Obviously, I was hooked. Duke Ellington has, since that day, been one of my two or three favorite orchestras, and I saw him through that early, reserved period and into his warm and fuzzy phase, when "Love you madly" became his favorite greeting and farewell. I'm not sure what happened between the old and the new Ellington. The music stayed pretty much the same. The persona changed.

I saw him many times in theatrical and concert performances, but there were two where I almost felt like a member of the band. In 1966, the orchestra played for a private party for advertising executives, hosted by the ABC Television station in Los Angeles. I had the good fortune to be in the city on other business - I worked for ABC in Detroit at the time - and was invited to the party. Normally at such parties, I stood by the shrimp bowl. That night, I stood at the end of the keyboard, and over a period of four hours, had a conversation with Duke between the musical numbers.
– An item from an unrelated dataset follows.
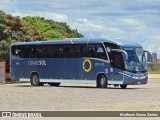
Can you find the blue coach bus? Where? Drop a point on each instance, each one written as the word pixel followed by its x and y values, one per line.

I would never claim that we were friends - even acquaintances, but he remembered the evening three years later when the orchestra was playing at the Rainbow Grill in Rockefeller Center, New York. I was living in New York at the time and had decided to take my wife to see the Ellington orchestra on her birthday, but had neglected to make a reservation.

When we arrived, there were no tables left. We were about to leave when the Duke himself got out of the elevator, recognized me and asked why we were leaving before the show. When I told him there were no tables, he suggested we follow him. He talked with the Maitre d' for a moment, turned and smiled and said, "That's fixed - 'Love you Madly,'" and went on to the band room or wherever he was headed. Our table was quickly set up at the end of the reed section. I was as close to Johnny Hodges as I would have been if I had been performing with the band. Indeed, as close to him as I had been to Duke at the ABC party. We talked between numbers, and when he learned that it was a birthday celebration, asked my wife's favorite song. No fool, she answered "Day Dream," one of his most famous and most touching solos. He gave Duke an almost imperceptible signal and the band began the introduction. He excused himself, moved to the center of the small stage, then turned around, back to most of the audience, and played the first chorus facing the orchestra - and us. Johnny Hodges would be dead about six months later.

The three things I remember about Duke Ellington are those three events. Michigan Theater, 1938. ABC Party, 1965. Rainbow Grill, 1969. Love you madly.

The vitality and longevity of his music will get a fresh test later this month when a musical version of Shakespeare's Twelfth Night, using Ellington compositions, will open on Broadway. It will be fascinating to see how the music fits the drama.